8. Bunnatine (Bunny) Greenhouse – Halliburton
In the lead-up to the Iraq war in 2001, Greenhouse was a chief contracting officer for the U.S. Army Corps of Engineers. A bid from the Halliburton subsidiary Kellogg, Brown & Root (KBR) came across her desk, which used the company’s own cost projections for a multi-year no-bid, no competition contract. Greenhouse complained to her superiors but the agency went around her back and awarded the contract to KBR. In 2005, despite being warned not to, she testified before a Congressional panel, alleging specific instances of waste and fraud by Halliburton and its operations in Iraq. After her testimony, she was kicked out of the Senior Executive Service and stripped of her top secret clearance. Greenhouse filed an Equal Employment Opportunity Commission (EEOC) complaint alleging race and gender discrimination, which has never been investigated. In 2011, The U.S. District Court in Washington, DC awarded Greenhouse $970,000 in full restitution of lost wages, compensatory damages and attorney fees.
9. Cathy Harris – U.S. Customs Service
While working at Hartsfield International Airport in Atlanta, Harris exposed rampant racial profiling practices by the U.S. Customs Service. She reported illegal pat-downs, intrusive strip-searches, cavity searches, x-ray examinations, monitored defecation, prolonged detentions and targeted intimidation by drug-sniffing dogs against African American women and international travelers. Harris’ revelations resulted in a damning Government Accountability Office (GAO) report about the agency’s profiling practices. The GAO also introduced federal legislation that gives international travelers additional legal protections if abused by U.S. Customs officials.

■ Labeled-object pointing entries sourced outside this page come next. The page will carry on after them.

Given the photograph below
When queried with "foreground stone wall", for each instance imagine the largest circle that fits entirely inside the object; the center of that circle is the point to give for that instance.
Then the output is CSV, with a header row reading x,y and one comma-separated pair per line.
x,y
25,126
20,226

10. Carmen Segarra – Goldman Sachs
Segarra was a U.S. New York Federal Reserve appointed regulator to Goldman Sachs when she discovered that the company advised El Paso Corp. to sell itself to a company in which Goldman Sachs owned a $4 billion stake. Segarra observed that Goldman Sachs lacked a firm-wide policy to prevent conflicts of interest. Senior Federal Reserve officials reviewed and overturned her findings and she was pressured by them to alter her report. Fired after she refused, Segarra filed suit against the Federal Reserve over her dismissal. A judge dismissed the case because the facts didn’t comply with the statute under which she had filed. Segarra is appealing. Before she left the Federal Reserve, Segarra secretly recorded her bosses and colleagues. The tapes – released by ProPublica – expose the culture of fear and servility by the government agency charged with overseeing the financial sector.
*Selected as “Persons of the Year 2002” by Time.